The problem:
For $n,M, d, q \in \mathbb{Z}$ and $q>1$, with $1\leq d\leq n$, show that if $$\left(M-1\right)\sum^{d-1}_{i=0} {n\choose i}\left(q-1\right)^{i} < q^n$$ holds, then there must exist a $q$-ary $\left[n, M\right]$ code of minimum distance $d.$
(Hint: This is often known as the Gilbert-Varshamov bound for non-linear codes).
My work so far:
From the proof of the Gilbert-Varshamov bound for linear codes, I know that in the linear case if the inequality $$\sum^{d-2}_{i=0} {n-1\choose i}\left(q-1\right)^{i} < q^{n-k}$$ holds, this implies that there exists an $[n,k]$-linear code over $\text{F}_{q}$ through the construction of an $\left(n-k\right)\times n$ matrix with $d-1$ columns being linearly independent. I also can show that the null space of this $\left(n-k\right) \times n$ matrix, let's call it $H$, will have a null space that is a linear code over $\text{F}_{q}$ of length $n$, dimension $k$, and distance $d$.
Should I approach this problem in a similar way? The $\left(M-1\right)$ term is what is really throwing me off.
You are using $[n,\alpha]$ as notation to mean both a linear code (that is, an $\alpha$-dimensional subspace of $\mathbb F_q^n$) and a nonlinear code (arbitrary subset of $\mathbb F_q^n$) containing $\alpha$ codewords. The notation $(n,\alpha)$ is often used to distinguish the latter from the former; that is, a $(n, q^k)$ code that happens to be a linear code would be denoted as a $[n,k]$ code, but if there is a $(n,q^k)$ code that is not linear (e.g. a coset of a $[n,k]$ linear code), many people would not use "$[n,k]$ code" to denote such a nonlinear code.

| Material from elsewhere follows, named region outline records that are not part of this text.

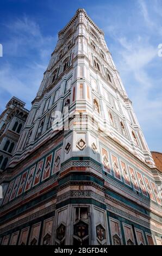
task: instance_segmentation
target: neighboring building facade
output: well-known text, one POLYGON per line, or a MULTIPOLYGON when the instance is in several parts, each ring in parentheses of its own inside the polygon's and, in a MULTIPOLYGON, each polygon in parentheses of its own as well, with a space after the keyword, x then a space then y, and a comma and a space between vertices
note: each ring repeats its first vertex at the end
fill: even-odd
POLYGON ((104 33, 78 9, 1 179, 1 245, 161 245, 161 179, 104 33))
POLYGON ((16 147, 29 111, 25 103, 13 97, 0 115, 0 177, 16 147))

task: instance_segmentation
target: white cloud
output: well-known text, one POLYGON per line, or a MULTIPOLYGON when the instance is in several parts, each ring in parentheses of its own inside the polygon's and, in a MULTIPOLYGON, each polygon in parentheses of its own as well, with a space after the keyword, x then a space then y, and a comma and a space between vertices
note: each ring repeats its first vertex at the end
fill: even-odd
POLYGON ((0 107, 3 110, 7 101, 14 95, 27 102, 27 107, 30 108, 57 36, 43 35, 39 25, 26 16, 5 25, 5 27, 9 37, 3 43, 5 53, 0 68, 0 90, 1 94, 8 94, 9 98, 3 97, 0 107), (6 56, 8 62, 5 60, 6 56))

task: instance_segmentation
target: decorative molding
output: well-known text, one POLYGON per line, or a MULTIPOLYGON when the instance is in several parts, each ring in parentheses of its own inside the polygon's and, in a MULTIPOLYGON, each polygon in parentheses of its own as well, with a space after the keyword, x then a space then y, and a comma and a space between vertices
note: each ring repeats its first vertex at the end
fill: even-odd
MULTIPOLYGON (((29 197, 30 197, 31 196, 37 194, 38 192, 39 192, 43 189, 47 188, 52 184, 53 184, 53 183, 54 183, 58 180, 58 176, 57 176, 56 177, 53 178, 49 180, 48 180, 47 181, 43 183, 43 184, 41 184, 36 188, 32 190, 31 191, 28 193, 26 193, 26 194, 25 196, 23 196, 18 198, 17 199, 14 200, 11 203, 8 203, 4 206, 1 206, 1 209, 3 209, 3 211, 5 211, 9 209, 11 207, 14 206, 14 205, 24 201, 24 200, 28 199, 29 197)), ((1 212, 2 213, 3 212, 1 212)))
POLYGON ((124 218, 129 220, 133 222, 135 222, 137 224, 139 224, 142 226, 145 227, 145 228, 147 228, 148 229, 151 229, 155 232, 158 232, 158 233, 161 234, 162 233, 162 229, 159 228, 157 227, 155 227, 151 224, 148 223, 146 221, 142 221, 136 217, 134 217, 130 214, 129 214, 121 210, 120 210, 115 207, 114 207, 110 205, 107 205, 107 210, 109 211, 114 214, 116 214, 117 215, 119 215, 124 218))
MULTIPOLYGON (((124 186, 123 185, 118 183, 115 180, 113 180, 110 178, 109 178, 105 175, 103 174, 104 179, 109 184, 111 184, 113 186, 116 187, 117 188, 120 189, 120 190, 123 191, 125 193, 127 193, 130 196, 132 196, 133 197, 135 197, 136 199, 139 200, 139 201, 141 202, 142 203, 146 205, 149 208, 150 206, 154 208, 155 210, 157 210, 159 211, 161 211, 161 208, 160 206, 156 205, 153 203, 151 202, 150 200, 145 199, 143 197, 141 197, 140 196, 137 194, 134 191, 132 191, 130 189, 128 188, 127 187, 124 186)), ((147 207, 148 208, 148 207, 147 207)))
POLYGON ((35 220, 39 218, 39 217, 45 215, 47 214, 48 214, 49 212, 54 211, 55 210, 55 205, 50 205, 50 206, 45 208, 41 210, 40 211, 35 212, 35 214, 32 214, 29 216, 26 217, 25 218, 23 218, 21 220, 14 222, 14 223, 9 224, 7 227, 5 227, 5 228, 1 228, 0 234, 3 234, 8 230, 13 229, 15 228, 17 228, 17 227, 23 225, 23 224, 25 224, 26 223, 28 223, 30 221, 33 221, 33 220, 35 220))
POLYGON ((83 190, 73 190, 68 191, 66 193, 59 196, 57 198, 57 203, 64 201, 70 198, 94 198, 95 200, 99 201, 102 203, 105 203, 105 198, 100 196, 96 193, 91 191, 83 191, 83 190))

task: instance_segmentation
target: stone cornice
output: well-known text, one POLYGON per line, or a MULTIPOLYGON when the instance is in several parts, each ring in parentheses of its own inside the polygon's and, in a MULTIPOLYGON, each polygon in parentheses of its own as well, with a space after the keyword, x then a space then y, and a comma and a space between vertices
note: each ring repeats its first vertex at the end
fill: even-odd
POLYGON ((70 28, 70 27, 74 23, 75 21, 77 20, 77 18, 78 17, 80 14, 84 14, 85 17, 87 19, 87 20, 91 23, 91 25, 95 28, 95 29, 101 35, 104 35, 104 32, 100 29, 96 25, 96 24, 92 21, 92 20, 86 14, 86 12, 84 9, 78 9, 74 16, 71 19, 70 22, 64 27, 64 28, 61 29, 58 33, 59 36, 60 35, 63 35, 70 28))

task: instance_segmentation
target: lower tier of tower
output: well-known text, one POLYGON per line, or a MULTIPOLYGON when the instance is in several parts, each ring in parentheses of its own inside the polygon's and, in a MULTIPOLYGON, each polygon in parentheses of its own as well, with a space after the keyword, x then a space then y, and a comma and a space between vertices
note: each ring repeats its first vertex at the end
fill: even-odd
POLYGON ((105 188, 102 179, 73 171, 1 218, 1 245, 160 245, 157 216, 105 188), (149 216, 149 215, 150 216, 149 216))

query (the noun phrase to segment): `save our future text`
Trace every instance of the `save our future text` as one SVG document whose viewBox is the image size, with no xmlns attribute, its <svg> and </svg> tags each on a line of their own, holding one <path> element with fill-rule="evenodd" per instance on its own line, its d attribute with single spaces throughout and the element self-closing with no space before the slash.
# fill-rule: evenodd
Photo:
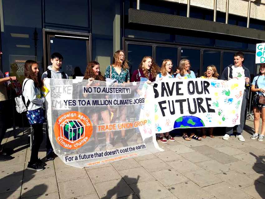
<svg viewBox="0 0 265 199">
<path fill-rule="evenodd" d="M 184 114 L 184 108 L 187 107 L 187 111 L 191 115 L 195 114 L 198 112 L 203 113 L 206 112 L 208 113 L 215 112 L 214 109 L 210 108 L 211 105 L 209 101 L 211 100 L 211 98 L 206 97 L 207 94 L 210 94 L 208 90 L 208 87 L 210 85 L 209 81 L 190 80 L 188 82 L 186 91 L 189 95 L 192 95 L 195 94 L 204 95 L 204 97 L 193 98 L 185 97 L 185 99 L 183 99 L 183 97 L 181 97 L 181 96 L 184 95 L 184 93 L 181 90 L 182 88 L 181 88 L 181 86 L 183 86 L 183 82 L 176 81 L 170 83 L 171 84 L 171 85 L 168 82 L 161 82 L 160 84 L 160 86 L 159 88 L 160 93 L 157 89 L 159 85 L 155 84 L 153 86 L 155 98 L 172 96 L 176 96 L 178 98 L 176 100 L 164 100 L 158 102 L 163 116 L 166 116 L 165 110 L 167 109 L 169 111 L 171 114 L 175 114 L 176 110 L 175 107 L 178 104 L 179 104 L 180 113 L 181 114 Z M 184 90 L 182 90 L 184 91 Z M 186 92 L 186 90 L 185 92 Z M 178 97 L 178 96 L 179 96 Z M 192 103 L 193 104 L 192 105 Z"/>
</svg>

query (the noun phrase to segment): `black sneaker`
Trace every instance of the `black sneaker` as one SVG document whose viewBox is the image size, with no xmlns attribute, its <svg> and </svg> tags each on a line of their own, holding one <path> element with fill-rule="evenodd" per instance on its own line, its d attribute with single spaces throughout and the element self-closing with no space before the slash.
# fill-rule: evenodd
<svg viewBox="0 0 265 199">
<path fill-rule="evenodd" d="M 45 167 L 46 166 L 47 164 L 43 162 L 41 160 L 41 158 L 39 158 L 37 160 L 37 163 L 38 164 L 42 166 L 42 167 Z"/>
<path fill-rule="evenodd" d="M 29 162 L 27 169 L 32 171 L 41 171 L 44 169 L 44 167 L 43 166 L 37 163 L 35 163 L 33 164 L 30 164 Z"/>
<path fill-rule="evenodd" d="M 0 153 L 0 162 L 4 162 L 13 159 L 13 157 L 12 156 L 7 155 L 6 153 Z"/>
<path fill-rule="evenodd" d="M 50 161 L 50 160 L 54 160 L 54 158 L 53 157 L 53 153 L 52 151 L 48 153 L 45 158 L 46 160 Z"/>
<path fill-rule="evenodd" d="M 127 143 L 125 138 L 122 138 L 121 141 L 122 143 L 123 144 L 123 145 L 124 147 L 128 146 L 128 143 Z"/>
</svg>

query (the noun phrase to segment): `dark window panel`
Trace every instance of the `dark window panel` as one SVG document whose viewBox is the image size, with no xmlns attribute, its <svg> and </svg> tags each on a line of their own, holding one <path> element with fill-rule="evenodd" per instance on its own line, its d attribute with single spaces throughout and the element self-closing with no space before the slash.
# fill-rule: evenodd
<svg viewBox="0 0 265 199">
<path fill-rule="evenodd" d="M 144 56 L 152 56 L 153 47 L 152 46 L 128 44 L 127 50 L 127 59 L 131 75 L 138 69 Z"/>
</svg>

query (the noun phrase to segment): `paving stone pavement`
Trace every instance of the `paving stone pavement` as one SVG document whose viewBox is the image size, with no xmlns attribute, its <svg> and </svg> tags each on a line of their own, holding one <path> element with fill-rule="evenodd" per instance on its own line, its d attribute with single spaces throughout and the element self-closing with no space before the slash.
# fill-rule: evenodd
<svg viewBox="0 0 265 199">
<path fill-rule="evenodd" d="M 159 142 L 164 152 L 83 169 L 57 157 L 37 172 L 25 169 L 28 134 L 14 139 L 9 129 L 2 144 L 14 158 L 0 162 L 0 198 L 265 198 L 265 141 L 250 139 L 253 128 L 247 120 L 245 142 L 221 132 L 201 141 L 176 137 Z"/>
</svg>

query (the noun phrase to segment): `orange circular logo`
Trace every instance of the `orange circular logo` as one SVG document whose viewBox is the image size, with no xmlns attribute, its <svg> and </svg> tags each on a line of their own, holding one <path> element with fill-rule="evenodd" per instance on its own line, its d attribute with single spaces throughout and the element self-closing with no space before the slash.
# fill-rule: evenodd
<svg viewBox="0 0 265 199">
<path fill-rule="evenodd" d="M 92 135 L 93 127 L 88 117 L 77 111 L 67 112 L 60 116 L 54 125 L 54 134 L 64 148 L 76 149 L 85 144 Z"/>
</svg>

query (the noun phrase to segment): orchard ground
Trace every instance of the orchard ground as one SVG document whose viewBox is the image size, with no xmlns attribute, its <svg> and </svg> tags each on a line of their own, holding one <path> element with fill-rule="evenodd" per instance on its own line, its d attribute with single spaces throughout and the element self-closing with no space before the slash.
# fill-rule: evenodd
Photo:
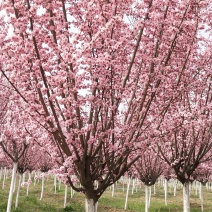
<svg viewBox="0 0 212 212">
<path fill-rule="evenodd" d="M 7 198 L 9 193 L 10 178 L 6 180 L 5 187 L 2 189 L 2 180 L 0 189 L 0 212 L 6 211 Z M 156 183 L 156 194 L 152 188 L 152 197 L 150 212 L 182 212 L 182 188 L 178 184 L 176 196 L 173 195 L 173 187 L 169 183 L 168 188 L 168 205 L 164 203 L 164 189 L 162 184 Z M 123 191 L 123 184 L 117 183 L 112 197 L 112 190 L 108 189 L 99 200 L 99 212 L 142 212 L 144 211 L 145 193 L 144 186 L 137 188 L 137 191 L 129 192 L 127 210 L 124 210 L 126 188 Z M 17 190 L 17 189 L 16 189 Z M 41 180 L 35 185 L 34 182 L 30 185 L 29 196 L 26 196 L 26 186 L 21 187 L 19 207 L 15 210 L 16 191 L 13 196 L 13 212 L 83 212 L 84 211 L 84 195 L 74 193 L 71 198 L 71 191 L 68 189 L 67 207 L 63 208 L 65 186 L 61 183 L 59 190 L 59 183 L 57 184 L 57 191 L 54 190 L 54 179 L 48 177 L 45 181 L 45 190 L 43 200 L 40 200 Z M 196 194 L 194 188 L 191 190 L 191 212 L 201 211 L 199 195 Z M 212 190 L 204 188 L 204 211 L 212 211 Z"/>
</svg>

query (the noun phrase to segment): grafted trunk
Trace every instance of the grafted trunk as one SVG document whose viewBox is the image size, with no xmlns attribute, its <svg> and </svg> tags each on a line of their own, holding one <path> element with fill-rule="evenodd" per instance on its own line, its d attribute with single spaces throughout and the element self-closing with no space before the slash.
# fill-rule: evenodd
<svg viewBox="0 0 212 212">
<path fill-rule="evenodd" d="M 68 194 L 68 186 L 65 185 L 65 196 L 64 196 L 64 205 L 63 207 L 66 207 L 66 203 L 67 203 L 67 194 Z"/>
<path fill-rule="evenodd" d="M 10 183 L 10 192 L 9 192 L 9 197 L 8 197 L 8 202 L 7 202 L 7 212 L 11 212 L 11 207 L 12 207 L 12 198 L 13 198 L 13 188 L 14 188 L 14 183 L 15 183 L 15 178 L 16 178 L 16 171 L 17 171 L 17 163 L 13 163 L 13 171 L 12 171 L 12 179 Z"/>
<path fill-rule="evenodd" d="M 42 187 L 41 187 L 40 200 L 43 199 L 43 191 L 44 191 L 44 176 L 42 177 Z"/>
<path fill-rule="evenodd" d="M 168 195 L 168 180 L 164 181 L 164 194 L 165 194 L 165 206 L 167 206 L 167 195 Z"/>
<path fill-rule="evenodd" d="M 149 211 L 150 186 L 145 185 L 145 212 Z"/>
<path fill-rule="evenodd" d="M 98 200 L 86 198 L 85 199 L 85 212 L 97 212 Z"/>
<path fill-rule="evenodd" d="M 28 184 L 27 184 L 27 196 L 29 195 L 29 186 L 30 186 L 31 180 L 32 180 L 31 173 L 29 173 Z"/>
<path fill-rule="evenodd" d="M 201 210 L 203 211 L 203 200 L 204 200 L 204 185 L 200 182 L 200 201 L 201 201 Z"/>
<path fill-rule="evenodd" d="M 189 182 L 183 184 L 183 212 L 190 212 Z"/>
<path fill-rule="evenodd" d="M 23 174 L 20 174 L 19 183 L 18 183 L 18 190 L 17 190 L 16 200 L 15 200 L 15 208 L 18 207 L 18 201 L 19 201 L 19 194 L 20 194 L 22 179 L 23 179 Z"/>
</svg>

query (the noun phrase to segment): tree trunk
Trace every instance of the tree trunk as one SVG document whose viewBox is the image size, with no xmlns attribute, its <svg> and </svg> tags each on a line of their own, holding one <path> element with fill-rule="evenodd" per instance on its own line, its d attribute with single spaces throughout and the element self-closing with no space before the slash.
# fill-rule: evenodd
<svg viewBox="0 0 212 212">
<path fill-rule="evenodd" d="M 44 176 L 42 177 L 42 187 L 41 187 L 40 200 L 43 199 L 43 191 L 44 191 Z"/>
<path fill-rule="evenodd" d="M 29 178 L 28 178 L 28 184 L 27 184 L 27 196 L 29 195 L 29 186 L 31 184 L 32 181 L 32 177 L 31 177 L 31 173 L 29 172 Z"/>
<path fill-rule="evenodd" d="M 129 177 L 129 181 L 128 181 L 128 184 L 127 184 L 127 193 L 126 193 L 126 199 L 125 199 L 125 205 L 124 205 L 124 209 L 125 210 L 127 209 L 129 190 L 130 190 L 130 177 Z"/>
<path fill-rule="evenodd" d="M 54 175 L 54 193 L 57 193 L 57 177 L 56 174 Z"/>
<path fill-rule="evenodd" d="M 98 201 L 94 199 L 85 199 L 85 212 L 97 212 Z"/>
<path fill-rule="evenodd" d="M 174 196 L 176 196 L 176 191 L 177 191 L 177 181 L 174 181 Z"/>
<path fill-rule="evenodd" d="M 149 211 L 149 186 L 145 185 L 145 212 Z"/>
<path fill-rule="evenodd" d="M 4 189 L 4 186 L 5 186 L 5 180 L 6 180 L 6 171 L 7 171 L 7 168 L 6 168 L 6 167 L 4 167 L 4 178 L 3 178 L 2 189 Z"/>
<path fill-rule="evenodd" d="M 18 200 L 19 200 L 19 194 L 20 194 L 22 179 L 23 179 L 23 174 L 20 174 L 19 183 L 18 183 L 18 190 L 17 190 L 16 200 L 15 200 L 15 208 L 18 207 Z"/>
<path fill-rule="evenodd" d="M 68 193 L 68 186 L 65 185 L 64 208 L 66 207 L 67 204 L 67 193 Z"/>
<path fill-rule="evenodd" d="M 112 197 L 114 197 L 114 190 L 115 190 L 115 185 L 113 183 L 113 185 L 112 185 Z"/>
<path fill-rule="evenodd" d="M 168 180 L 164 181 L 164 193 L 165 193 L 165 206 L 167 206 L 167 194 L 168 194 Z"/>
<path fill-rule="evenodd" d="M 9 191 L 9 197 L 8 197 L 8 202 L 7 202 L 7 212 L 11 212 L 11 207 L 12 207 L 12 198 L 13 198 L 13 188 L 14 188 L 14 183 L 15 183 L 15 178 L 16 178 L 16 171 L 17 171 L 17 163 L 13 163 L 13 171 L 12 171 L 12 179 L 11 179 L 11 184 L 10 184 L 10 191 Z"/>
<path fill-rule="evenodd" d="M 190 212 L 189 182 L 183 184 L 183 212 Z"/>
<path fill-rule="evenodd" d="M 203 211 L 203 194 L 204 192 L 204 185 L 200 182 L 200 201 L 201 201 L 201 210 Z"/>
</svg>

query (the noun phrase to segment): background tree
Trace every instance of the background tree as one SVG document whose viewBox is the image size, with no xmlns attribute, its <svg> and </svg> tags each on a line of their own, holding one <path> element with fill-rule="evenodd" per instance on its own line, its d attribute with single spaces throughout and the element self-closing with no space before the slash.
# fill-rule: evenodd
<svg viewBox="0 0 212 212">
<path fill-rule="evenodd" d="M 26 116 L 53 136 L 70 185 L 85 193 L 86 211 L 96 211 L 105 189 L 139 158 L 129 160 L 132 150 L 154 134 L 153 123 L 162 122 L 195 74 L 207 6 L 3 2 L 1 72 L 24 100 Z M 73 171 L 82 187 L 70 179 Z"/>
</svg>

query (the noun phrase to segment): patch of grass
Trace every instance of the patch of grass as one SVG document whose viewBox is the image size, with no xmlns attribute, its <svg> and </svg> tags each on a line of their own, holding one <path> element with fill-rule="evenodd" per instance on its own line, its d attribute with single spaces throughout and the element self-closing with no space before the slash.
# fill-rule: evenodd
<svg viewBox="0 0 212 212">
<path fill-rule="evenodd" d="M 7 179 L 5 188 L 0 188 L 0 212 L 5 212 L 7 207 L 7 198 L 9 193 L 10 179 Z M 1 181 L 0 181 L 1 186 Z M 84 195 L 76 193 L 73 198 L 70 197 L 70 188 L 68 189 L 67 206 L 63 208 L 65 186 L 61 184 L 61 189 L 54 193 L 53 178 L 45 181 L 43 200 L 40 200 L 41 181 L 30 185 L 29 196 L 26 196 L 26 187 L 21 188 L 19 206 L 14 208 L 16 192 L 13 196 L 12 212 L 83 212 Z M 143 212 L 145 208 L 144 187 L 137 189 L 132 194 L 129 192 L 127 210 L 124 210 L 126 198 L 125 191 L 122 190 L 122 184 L 115 186 L 114 197 L 112 191 L 108 189 L 100 198 L 98 211 L 100 212 Z M 149 212 L 182 212 L 182 188 L 178 186 L 177 196 L 173 196 L 173 188 L 169 188 L 168 205 L 164 203 L 164 190 L 161 185 L 156 186 L 156 194 L 152 194 Z M 195 191 L 191 191 L 191 212 L 199 212 L 200 200 Z M 204 212 L 212 211 L 212 191 L 206 190 L 204 193 Z"/>
</svg>

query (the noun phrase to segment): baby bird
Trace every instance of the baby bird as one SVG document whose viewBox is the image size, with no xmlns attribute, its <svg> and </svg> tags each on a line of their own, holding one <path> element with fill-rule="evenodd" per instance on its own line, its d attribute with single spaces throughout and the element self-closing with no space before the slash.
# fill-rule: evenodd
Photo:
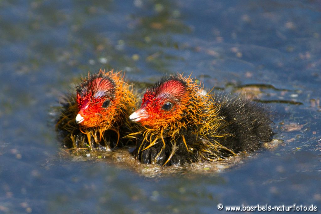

Settle on which notation you mean, and then count the number of vectors at distance $d-1$ or less from a purported codeword. This is called the Hamming sphere of radius $d-1$ centered at the codeword. If there is an $(n,M-1,d)$ code (whether linear or not is not relevant here), then the Hamming spheres of radius $d-1$ centered at the $(M-1)$ codewords are all disjoint, and if the total number of vectors in these spheres is less than $q^n$, there is at least one vector in $\mathbb F_q^n$ that is at distance $d$ or more from all the $M-1$ codewords, and this vector can be included in the $(n,M-1,d)$ code to create an $(N,M,d)$ supercode.